With respect to the control test, if Filipino citizens own at least 60% of the
corporation’s capital, all the shares of the corporation, including those owned by
foreigners, shall be considered of Philippine nationality.
If the Filipinos’ stake is below 60%, only the number of shares corresponding to that
percentage will be considered of Filipino nationality. But as long as Filipinos—in
their personal capacity or through a Filipino-owned or -controlled corporation—can
prove that they own at least 60% of the corporation’s capital stock, no further
inquiries shall be made on the nationality of the owners of the remaining 40%.
Whenever that company owned at least 60% by a Filipino invests in another
company, its investment shall be treated as one made by a Filipino company. The
foreign-owned portion in the investing corporation is disregarded.
On the other hand, the grandfather rule is applied if Filipino citizens own
60% of the corporation’s capital and foreigners own the remaining 40%, then it is
considered a straightforward 60-40 venture, and whenever the 60-40 corporation
invests in another company that is also covered by the 60-40 ownership rule, the
foreign component in the cascade company is aggregated.
Once foreign ownership exceeds 40%, then a corporation covered by the 60-40
ownership rule, is considered to have breached the nationality test.

Q.VII.

I think that the Constitutional mandate reserving certain economic activities


exclusively in favor of Filipino citizens is no longer in the best interests of the
country.
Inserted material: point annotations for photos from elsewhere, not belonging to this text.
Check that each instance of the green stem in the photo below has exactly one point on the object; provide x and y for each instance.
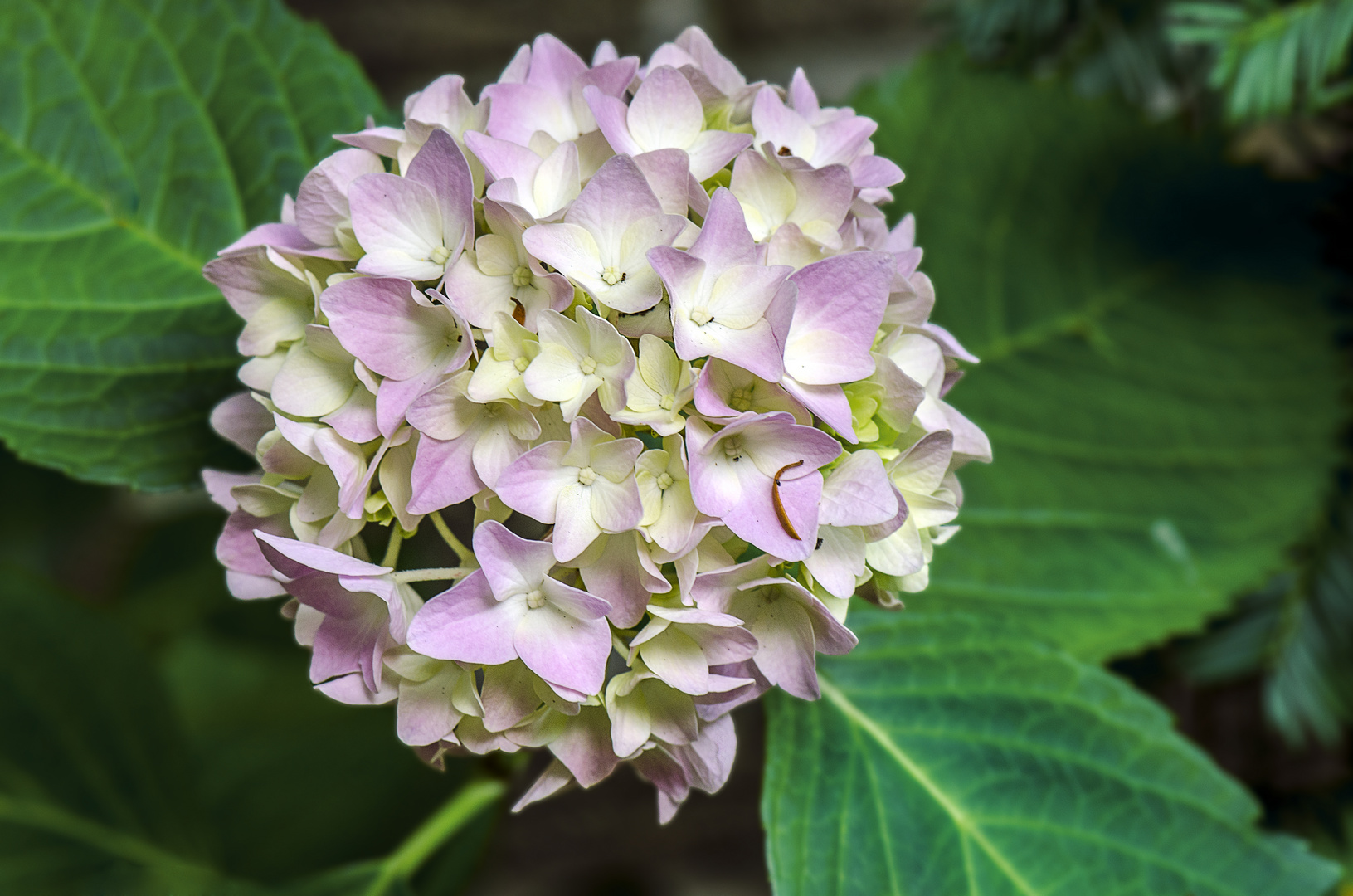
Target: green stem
(397, 539)
(467, 557)
(433, 576)
(460, 808)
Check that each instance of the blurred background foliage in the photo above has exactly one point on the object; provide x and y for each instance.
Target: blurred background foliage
(1140, 214)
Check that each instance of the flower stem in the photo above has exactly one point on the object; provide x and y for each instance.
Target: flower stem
(433, 576)
(397, 539)
(467, 557)
(469, 801)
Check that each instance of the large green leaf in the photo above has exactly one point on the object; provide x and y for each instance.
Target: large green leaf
(949, 757)
(95, 791)
(137, 139)
(1158, 377)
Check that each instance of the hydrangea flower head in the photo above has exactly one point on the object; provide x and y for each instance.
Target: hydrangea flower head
(647, 314)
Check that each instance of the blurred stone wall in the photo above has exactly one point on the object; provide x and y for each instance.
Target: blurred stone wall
(405, 44)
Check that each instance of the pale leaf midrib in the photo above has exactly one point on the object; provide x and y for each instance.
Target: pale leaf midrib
(962, 821)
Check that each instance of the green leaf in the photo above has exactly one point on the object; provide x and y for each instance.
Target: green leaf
(1158, 374)
(949, 756)
(137, 139)
(95, 791)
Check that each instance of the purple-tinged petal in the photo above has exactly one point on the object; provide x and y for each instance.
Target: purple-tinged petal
(619, 574)
(383, 141)
(563, 649)
(874, 171)
(322, 198)
(508, 694)
(465, 623)
(294, 558)
(512, 565)
(786, 654)
(724, 241)
(441, 168)
(381, 323)
(755, 518)
(838, 559)
(828, 402)
(551, 782)
(858, 493)
(609, 113)
(585, 746)
(241, 420)
(533, 482)
(840, 309)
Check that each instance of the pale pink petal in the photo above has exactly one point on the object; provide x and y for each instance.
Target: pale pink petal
(533, 482)
(467, 624)
(840, 306)
(398, 222)
(443, 474)
(563, 649)
(609, 113)
(858, 493)
(441, 168)
(785, 635)
(512, 565)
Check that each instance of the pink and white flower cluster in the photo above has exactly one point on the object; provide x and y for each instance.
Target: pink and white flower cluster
(650, 314)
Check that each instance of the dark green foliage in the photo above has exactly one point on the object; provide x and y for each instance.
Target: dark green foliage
(137, 139)
(173, 730)
(1271, 60)
(1158, 377)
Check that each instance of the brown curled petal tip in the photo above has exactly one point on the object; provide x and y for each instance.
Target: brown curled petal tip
(780, 505)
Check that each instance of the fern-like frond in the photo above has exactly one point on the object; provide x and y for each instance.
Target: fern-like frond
(1271, 60)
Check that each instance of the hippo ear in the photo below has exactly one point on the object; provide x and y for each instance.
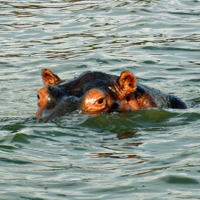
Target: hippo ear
(50, 78)
(127, 83)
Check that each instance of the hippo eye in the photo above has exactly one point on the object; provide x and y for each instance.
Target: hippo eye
(100, 101)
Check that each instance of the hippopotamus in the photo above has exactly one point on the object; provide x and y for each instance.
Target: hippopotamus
(95, 92)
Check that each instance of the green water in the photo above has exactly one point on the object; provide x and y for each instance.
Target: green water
(146, 154)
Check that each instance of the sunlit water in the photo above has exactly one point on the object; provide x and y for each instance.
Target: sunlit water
(146, 154)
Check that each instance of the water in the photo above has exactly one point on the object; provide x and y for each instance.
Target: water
(147, 154)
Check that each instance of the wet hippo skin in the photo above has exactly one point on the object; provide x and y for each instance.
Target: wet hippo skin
(96, 92)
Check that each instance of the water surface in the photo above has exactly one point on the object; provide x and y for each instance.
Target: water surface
(146, 154)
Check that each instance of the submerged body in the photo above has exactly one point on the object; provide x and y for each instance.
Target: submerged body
(96, 92)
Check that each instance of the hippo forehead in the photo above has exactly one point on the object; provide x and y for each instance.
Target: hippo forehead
(87, 81)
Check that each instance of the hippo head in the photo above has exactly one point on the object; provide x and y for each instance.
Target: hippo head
(91, 92)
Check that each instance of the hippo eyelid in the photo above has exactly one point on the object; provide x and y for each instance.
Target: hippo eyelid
(100, 101)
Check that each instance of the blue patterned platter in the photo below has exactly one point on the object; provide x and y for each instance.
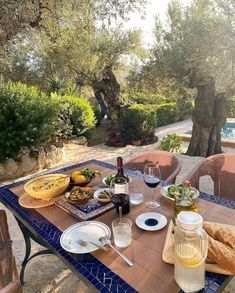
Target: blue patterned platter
(90, 210)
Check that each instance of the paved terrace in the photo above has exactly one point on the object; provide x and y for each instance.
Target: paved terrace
(47, 273)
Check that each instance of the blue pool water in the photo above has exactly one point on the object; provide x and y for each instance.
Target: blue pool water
(228, 131)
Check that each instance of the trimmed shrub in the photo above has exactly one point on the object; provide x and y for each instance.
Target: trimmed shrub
(98, 116)
(77, 113)
(146, 98)
(138, 122)
(27, 118)
(166, 113)
(230, 107)
(171, 143)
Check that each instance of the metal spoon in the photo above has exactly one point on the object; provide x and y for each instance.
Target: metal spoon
(105, 240)
(84, 243)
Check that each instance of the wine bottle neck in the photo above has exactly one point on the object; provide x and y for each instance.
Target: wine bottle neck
(120, 166)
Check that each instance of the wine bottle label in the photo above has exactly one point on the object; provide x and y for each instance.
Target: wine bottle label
(122, 188)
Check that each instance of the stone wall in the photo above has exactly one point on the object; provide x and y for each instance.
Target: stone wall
(26, 163)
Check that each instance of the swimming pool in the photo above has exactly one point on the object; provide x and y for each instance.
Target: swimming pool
(227, 132)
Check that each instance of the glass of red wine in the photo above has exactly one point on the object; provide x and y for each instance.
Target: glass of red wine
(119, 195)
(152, 178)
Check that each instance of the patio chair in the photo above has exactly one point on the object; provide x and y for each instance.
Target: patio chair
(221, 169)
(170, 165)
(9, 282)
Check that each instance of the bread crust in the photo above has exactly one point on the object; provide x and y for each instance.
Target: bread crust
(220, 233)
(221, 254)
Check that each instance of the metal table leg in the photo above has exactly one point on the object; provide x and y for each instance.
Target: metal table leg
(28, 235)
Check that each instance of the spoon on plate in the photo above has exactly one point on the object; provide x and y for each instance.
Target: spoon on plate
(105, 240)
(84, 243)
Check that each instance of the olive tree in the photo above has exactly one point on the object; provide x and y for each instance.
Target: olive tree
(84, 41)
(197, 48)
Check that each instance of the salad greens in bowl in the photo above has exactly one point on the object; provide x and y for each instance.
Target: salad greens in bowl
(177, 191)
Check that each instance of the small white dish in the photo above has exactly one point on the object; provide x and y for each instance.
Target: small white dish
(105, 178)
(164, 191)
(86, 231)
(151, 221)
(98, 192)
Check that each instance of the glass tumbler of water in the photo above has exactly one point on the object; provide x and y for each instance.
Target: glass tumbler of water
(122, 232)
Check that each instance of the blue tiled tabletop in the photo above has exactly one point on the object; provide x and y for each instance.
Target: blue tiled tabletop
(87, 266)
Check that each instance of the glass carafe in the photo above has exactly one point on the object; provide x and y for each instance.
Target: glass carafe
(190, 246)
(183, 201)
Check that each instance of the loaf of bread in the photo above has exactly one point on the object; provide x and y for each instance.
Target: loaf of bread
(221, 254)
(220, 233)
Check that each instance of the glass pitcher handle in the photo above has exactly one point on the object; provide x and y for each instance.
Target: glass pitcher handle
(204, 241)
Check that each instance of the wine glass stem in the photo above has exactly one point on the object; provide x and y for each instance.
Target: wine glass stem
(120, 212)
(152, 194)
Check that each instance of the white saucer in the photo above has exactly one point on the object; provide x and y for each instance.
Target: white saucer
(97, 193)
(87, 231)
(151, 221)
(104, 180)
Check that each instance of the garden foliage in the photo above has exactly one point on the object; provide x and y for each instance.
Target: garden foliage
(31, 118)
(27, 118)
(76, 116)
(171, 143)
(138, 122)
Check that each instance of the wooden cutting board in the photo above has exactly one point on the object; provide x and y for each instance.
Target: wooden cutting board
(168, 252)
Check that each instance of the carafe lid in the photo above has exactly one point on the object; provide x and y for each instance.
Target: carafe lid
(189, 220)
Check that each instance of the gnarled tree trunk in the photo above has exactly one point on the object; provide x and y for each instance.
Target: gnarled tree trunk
(109, 88)
(208, 119)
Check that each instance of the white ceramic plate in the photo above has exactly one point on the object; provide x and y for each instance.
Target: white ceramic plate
(86, 231)
(97, 193)
(104, 180)
(151, 221)
(165, 189)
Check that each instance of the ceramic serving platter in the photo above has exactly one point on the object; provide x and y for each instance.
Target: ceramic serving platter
(151, 221)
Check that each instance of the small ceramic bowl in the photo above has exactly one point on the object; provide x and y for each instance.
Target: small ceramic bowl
(47, 186)
(79, 195)
(98, 194)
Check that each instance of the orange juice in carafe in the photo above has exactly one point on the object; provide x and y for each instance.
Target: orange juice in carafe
(183, 201)
(190, 245)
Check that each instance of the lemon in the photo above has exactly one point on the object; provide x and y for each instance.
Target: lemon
(79, 179)
(189, 256)
(75, 174)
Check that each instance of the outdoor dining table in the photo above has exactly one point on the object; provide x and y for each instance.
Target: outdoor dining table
(105, 271)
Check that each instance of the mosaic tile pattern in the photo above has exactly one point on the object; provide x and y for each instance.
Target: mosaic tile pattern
(213, 283)
(101, 277)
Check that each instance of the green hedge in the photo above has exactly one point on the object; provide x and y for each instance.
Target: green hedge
(166, 113)
(145, 98)
(230, 107)
(27, 118)
(138, 122)
(76, 114)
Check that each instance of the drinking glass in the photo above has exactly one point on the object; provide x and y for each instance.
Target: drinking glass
(122, 232)
(152, 178)
(119, 195)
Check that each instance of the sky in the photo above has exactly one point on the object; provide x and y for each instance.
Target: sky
(154, 7)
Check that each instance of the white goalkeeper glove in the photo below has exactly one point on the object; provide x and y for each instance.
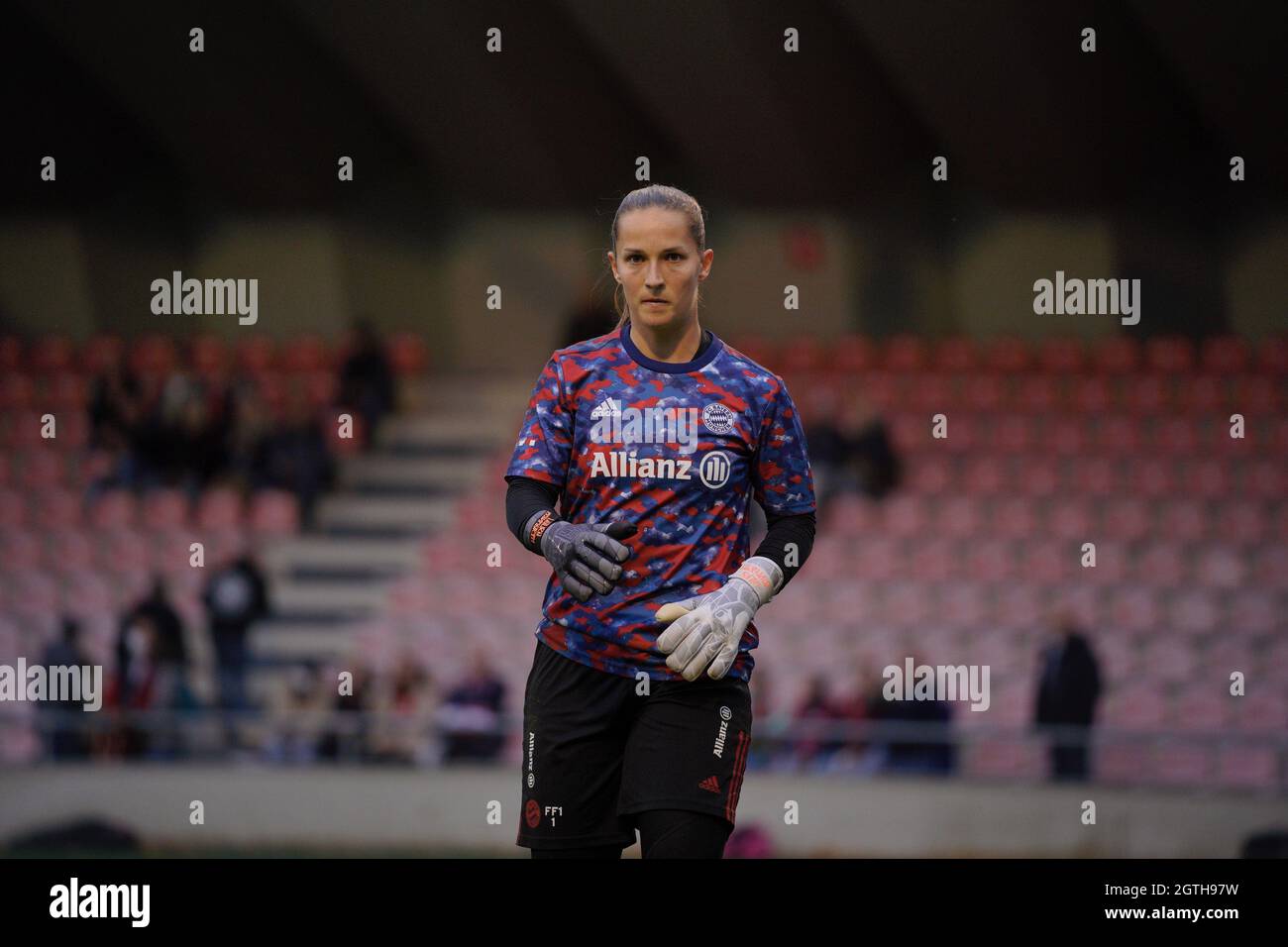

In today’s increasingly globalized world, capital, technology, and talent are
all mobile, and no longer the land-locked resources they once were during the
mercantilist age, and until recently, the late 20th century. I favor opening the
economy to foreign capital subject to stricter controls and monitoring of other
compliance items, such as compliance with labor, safety, and environmental laws
because this will ultimately benefit the economy at large through increased
domestic spending, as well as macroeconomic trickle down effects.